Expected BMS Behaviour

Get all your technical information about electric bikes here.
Post Reply
Lurkin   100 kW

100 kW
Posts: 1428
Joined: Jan 18 2015 4:31pm
Location: Melbourne, VIC, AUS

Expected BMS Behaviour

Post by Lurkin » Jan 26 2019 10:14pm

I have finished the spot welding on a 13S8P pack and I am bench testing a BMS with a 13S1P pack to test and make sure it actually works and will manage the cell groups during charging.

I have the BMS Connected to the pack based on the instructions for it (nothing unusual there) and have the BMS connected to a Yihua DC Power Supply (YH-605D). I've set the power supply to 54.6v as that is what the pack should charge to at 1A.

But the charging behavior is not what I thought it would be. The power supply is constantly switching between CC and CV faster than the display updates the current and and voltage. During this time, I have measured the voltage of individual cells at +4.2v - which is higher than I want them to charge to. It is supposed to have switched to balance charging at 4.2v.
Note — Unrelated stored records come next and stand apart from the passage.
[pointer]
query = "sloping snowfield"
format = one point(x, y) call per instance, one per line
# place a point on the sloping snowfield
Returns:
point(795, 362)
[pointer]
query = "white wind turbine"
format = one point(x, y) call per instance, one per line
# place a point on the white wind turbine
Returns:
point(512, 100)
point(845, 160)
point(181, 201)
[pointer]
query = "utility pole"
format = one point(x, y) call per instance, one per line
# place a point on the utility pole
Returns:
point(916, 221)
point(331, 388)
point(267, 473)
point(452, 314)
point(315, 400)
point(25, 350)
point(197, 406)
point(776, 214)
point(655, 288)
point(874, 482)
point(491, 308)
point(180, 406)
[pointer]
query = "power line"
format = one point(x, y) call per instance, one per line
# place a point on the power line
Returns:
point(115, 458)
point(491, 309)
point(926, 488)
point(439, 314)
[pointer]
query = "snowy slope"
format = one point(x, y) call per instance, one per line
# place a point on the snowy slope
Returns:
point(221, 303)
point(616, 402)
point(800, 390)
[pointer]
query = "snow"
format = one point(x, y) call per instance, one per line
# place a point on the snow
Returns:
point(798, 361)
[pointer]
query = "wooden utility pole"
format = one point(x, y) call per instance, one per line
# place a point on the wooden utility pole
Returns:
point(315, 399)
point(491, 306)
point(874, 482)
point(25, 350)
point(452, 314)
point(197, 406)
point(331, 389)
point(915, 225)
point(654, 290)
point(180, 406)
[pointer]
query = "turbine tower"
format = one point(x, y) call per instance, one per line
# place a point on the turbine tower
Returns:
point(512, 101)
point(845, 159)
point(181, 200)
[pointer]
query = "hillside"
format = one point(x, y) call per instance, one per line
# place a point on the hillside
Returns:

Eventually it stops drawing any current at all - presumably it should then bleed the cells and charge again?

- should it be constantly switching between CC and CV (to check the pack voltage?)
- wouldn't it start drawing current again when bleed down is complete and the charging to balance must occur?

The BMS is a 086-13S-40A. Any ides would be much appreciated.

User avatar
amberwolf   100 GW

100 GW
Posts: 27854
Joined: Aug 17 2009 6:43am
Location: Phoenix, AZ, USA, Earth, Sol, Local Bubble, Orion Arm, Milky Way, Local Group
Contact:

Re: Expected BMS Behaviour

Post by amberwolf » Jan 26 2019 10:24pm

If the charge current during balancing (on full cells that trigger it) exceeds the tiny (few dozen mA or less most of the time) balancing shunt current capability on each cell, then the cell will continue to charge beyond the trigger point, while balancing is still going on, so they could reach higher than what you'd expect.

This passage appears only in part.